The Eighth Annual Mvskoke Spelling Bee competition held Saturday at the Eufaula Community Center is more than a test of tribal members’ ability to spell a word in the Muscogee (Creek) Language – it“s part of an effort to keep the language alive.
“There are only between 500 and 1,000 left who are fluent,“ said Rebecca Barnett, a teacher with the tribe’s Mvskoke Language Program. “We lost an awful lot to COVID.”
For some tribes, their languages border on extinction.
The Osage Nation has only a handful of native speakers.
The Chickasaw Nation has only 50 to 75.
Most tribes have programs designed to save their languages.
Most of the words on Saturday’s spelling list were taken from the Green Dictionary published by Jack B. Martin and Margaret McKane Mauldin.
The winners were Jay Fife, first place who received $300; Melissa Webb, second place who received $200; and Jon Tiger, third place whio received $100.

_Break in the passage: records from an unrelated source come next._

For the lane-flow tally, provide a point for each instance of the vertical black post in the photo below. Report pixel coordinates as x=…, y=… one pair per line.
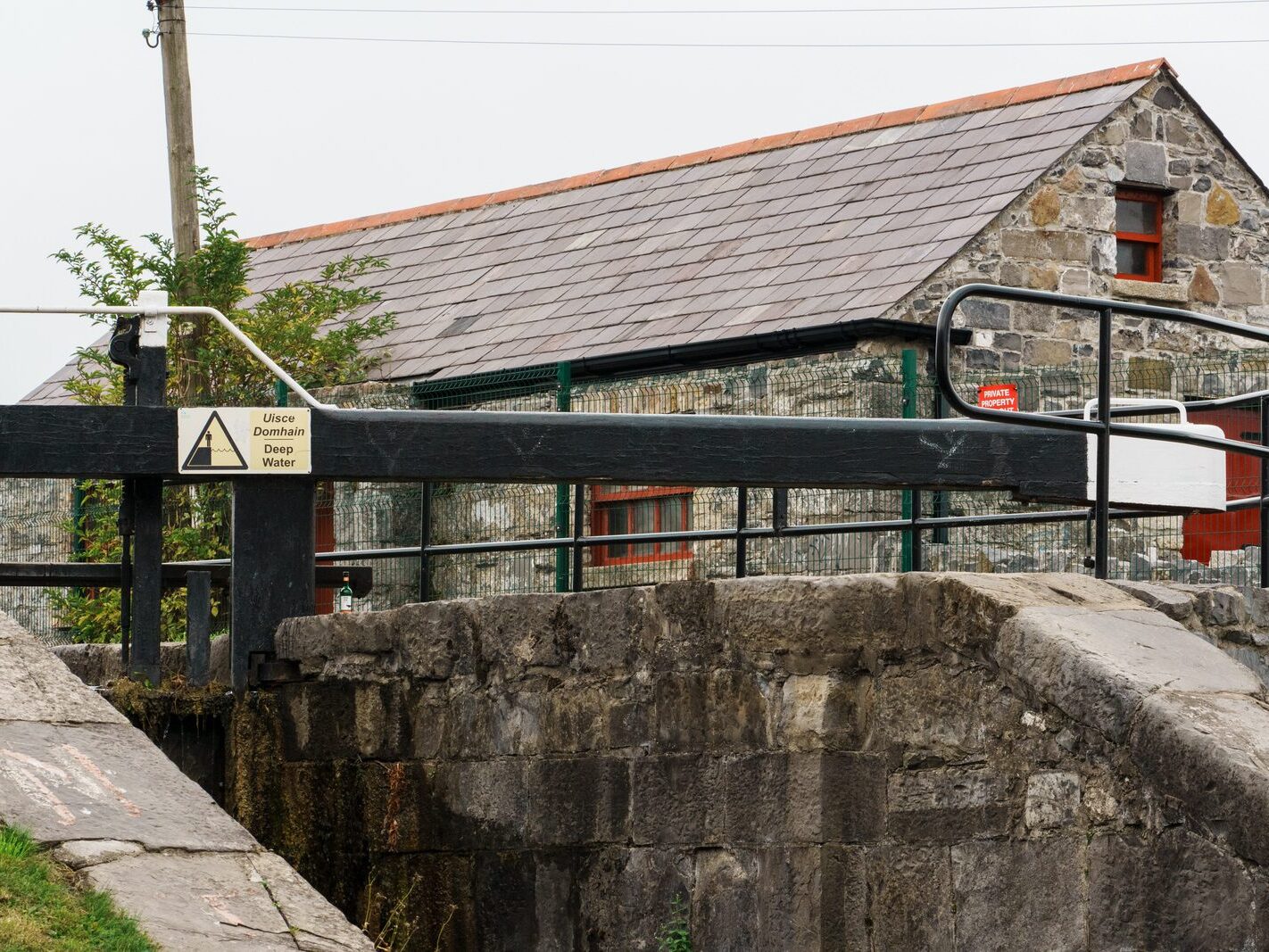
x=146, y=615
x=198, y=628
x=274, y=547
x=126, y=573
x=579, y=519
x=424, y=543
x=1265, y=493
x=779, y=509
x=917, y=553
x=564, y=404
x=144, y=664
x=941, y=501
x=1102, y=504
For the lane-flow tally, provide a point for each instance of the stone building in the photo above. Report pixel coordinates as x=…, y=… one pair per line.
x=788, y=275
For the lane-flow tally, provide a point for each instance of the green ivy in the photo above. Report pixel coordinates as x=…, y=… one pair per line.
x=676, y=934
x=320, y=329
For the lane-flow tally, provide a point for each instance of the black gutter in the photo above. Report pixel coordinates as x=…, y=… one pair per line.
x=683, y=357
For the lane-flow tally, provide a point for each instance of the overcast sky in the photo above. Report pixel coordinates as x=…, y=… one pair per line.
x=304, y=131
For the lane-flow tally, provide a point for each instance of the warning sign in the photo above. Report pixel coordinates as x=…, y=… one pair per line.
x=244, y=441
x=999, y=396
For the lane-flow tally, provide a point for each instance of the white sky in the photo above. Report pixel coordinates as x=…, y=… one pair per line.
x=311, y=131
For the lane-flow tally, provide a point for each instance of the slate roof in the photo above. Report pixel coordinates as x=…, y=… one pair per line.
x=803, y=230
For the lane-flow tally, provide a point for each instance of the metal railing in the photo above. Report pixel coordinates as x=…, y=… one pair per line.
x=1104, y=426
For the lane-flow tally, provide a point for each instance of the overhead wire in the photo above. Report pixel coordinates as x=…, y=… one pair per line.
x=950, y=45
x=662, y=12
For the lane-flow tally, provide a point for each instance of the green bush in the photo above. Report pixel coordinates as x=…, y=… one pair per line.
x=310, y=327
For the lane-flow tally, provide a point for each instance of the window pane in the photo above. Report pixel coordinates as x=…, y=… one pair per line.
x=1132, y=215
x=1132, y=258
x=674, y=519
x=645, y=521
x=613, y=522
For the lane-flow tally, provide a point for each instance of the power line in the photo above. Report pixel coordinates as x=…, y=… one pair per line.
x=736, y=46
x=500, y=12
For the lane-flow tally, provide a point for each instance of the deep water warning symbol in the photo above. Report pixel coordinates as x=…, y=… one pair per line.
x=244, y=441
x=215, y=448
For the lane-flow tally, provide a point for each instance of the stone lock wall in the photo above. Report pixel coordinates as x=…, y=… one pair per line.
x=908, y=762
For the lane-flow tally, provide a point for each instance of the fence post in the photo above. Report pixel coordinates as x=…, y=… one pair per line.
x=941, y=499
x=564, y=404
x=1265, y=493
x=1102, y=504
x=424, y=542
x=579, y=521
x=908, y=541
x=198, y=627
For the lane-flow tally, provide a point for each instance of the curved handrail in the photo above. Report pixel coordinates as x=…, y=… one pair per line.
x=1074, y=420
x=184, y=310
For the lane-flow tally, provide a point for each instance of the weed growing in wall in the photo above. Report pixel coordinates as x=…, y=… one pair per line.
x=676, y=934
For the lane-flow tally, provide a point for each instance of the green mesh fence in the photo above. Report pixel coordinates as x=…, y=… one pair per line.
x=370, y=516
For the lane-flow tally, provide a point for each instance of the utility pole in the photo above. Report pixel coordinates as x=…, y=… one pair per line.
x=180, y=125
x=180, y=178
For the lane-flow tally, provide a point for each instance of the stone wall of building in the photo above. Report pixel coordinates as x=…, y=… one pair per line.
x=910, y=762
x=1058, y=235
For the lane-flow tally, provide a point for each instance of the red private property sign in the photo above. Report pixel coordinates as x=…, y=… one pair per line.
x=999, y=396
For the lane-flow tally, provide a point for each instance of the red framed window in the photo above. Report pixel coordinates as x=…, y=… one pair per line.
x=623, y=510
x=1139, y=234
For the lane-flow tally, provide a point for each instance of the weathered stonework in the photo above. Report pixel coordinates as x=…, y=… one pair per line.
x=872, y=762
x=1060, y=235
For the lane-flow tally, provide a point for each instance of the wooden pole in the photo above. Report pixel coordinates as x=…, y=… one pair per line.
x=180, y=126
x=178, y=108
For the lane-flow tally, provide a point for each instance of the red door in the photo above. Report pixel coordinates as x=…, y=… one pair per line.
x=325, y=537
x=1212, y=532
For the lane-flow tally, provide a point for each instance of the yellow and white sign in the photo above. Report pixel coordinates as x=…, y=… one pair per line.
x=236, y=441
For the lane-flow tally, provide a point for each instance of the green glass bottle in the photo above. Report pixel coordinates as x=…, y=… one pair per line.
x=345, y=597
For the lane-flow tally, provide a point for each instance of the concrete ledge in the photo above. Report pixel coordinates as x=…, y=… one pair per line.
x=87, y=784
x=1154, y=291
x=101, y=664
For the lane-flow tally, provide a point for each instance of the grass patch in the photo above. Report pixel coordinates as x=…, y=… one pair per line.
x=41, y=910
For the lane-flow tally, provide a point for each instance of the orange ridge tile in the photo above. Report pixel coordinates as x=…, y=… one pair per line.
x=1031, y=93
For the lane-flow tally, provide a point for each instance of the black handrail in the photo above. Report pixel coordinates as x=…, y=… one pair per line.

Barnett emphasized that the annual spelling bee is about much more than the prize money.
“If we don’t have the language, we don“t exist,” said Barnett, who judged Friday’s competition, which involved contestants hearing an English word spoken in Mvskoke and then spelling it in the Mvskoke language.
The English words weren’t that difficult – words like police, cloud, November, children and ocean.
But they become harder to spell in Mvskoke.
Only three people entered Saturday’s spelling bee. Last year there were eight.
Tiger, a Tribal Town leader, said many who would have participated, instead attended a major event in Macon, Ga. – the 31st annual Ocmulgee Indigenous Celebration on Sept. 16 and 17. at the Ocmulgee Mounds National Historical Park.
The Celebration was hosted by the Park and the Ocmulgee Mounds Association and is considered to be one of the largest celebrations of Southeastern Native American culture.
“A lot went on the trip, but that’s OK,” Tiger said. Saturday’s spelling bee was a partnership between the Mvskoke Language Preservation Program and the Eufaula- Canadian Tribal Town.
Barnett said the spelling bee was a chance for people to “hear the language and have some fun.”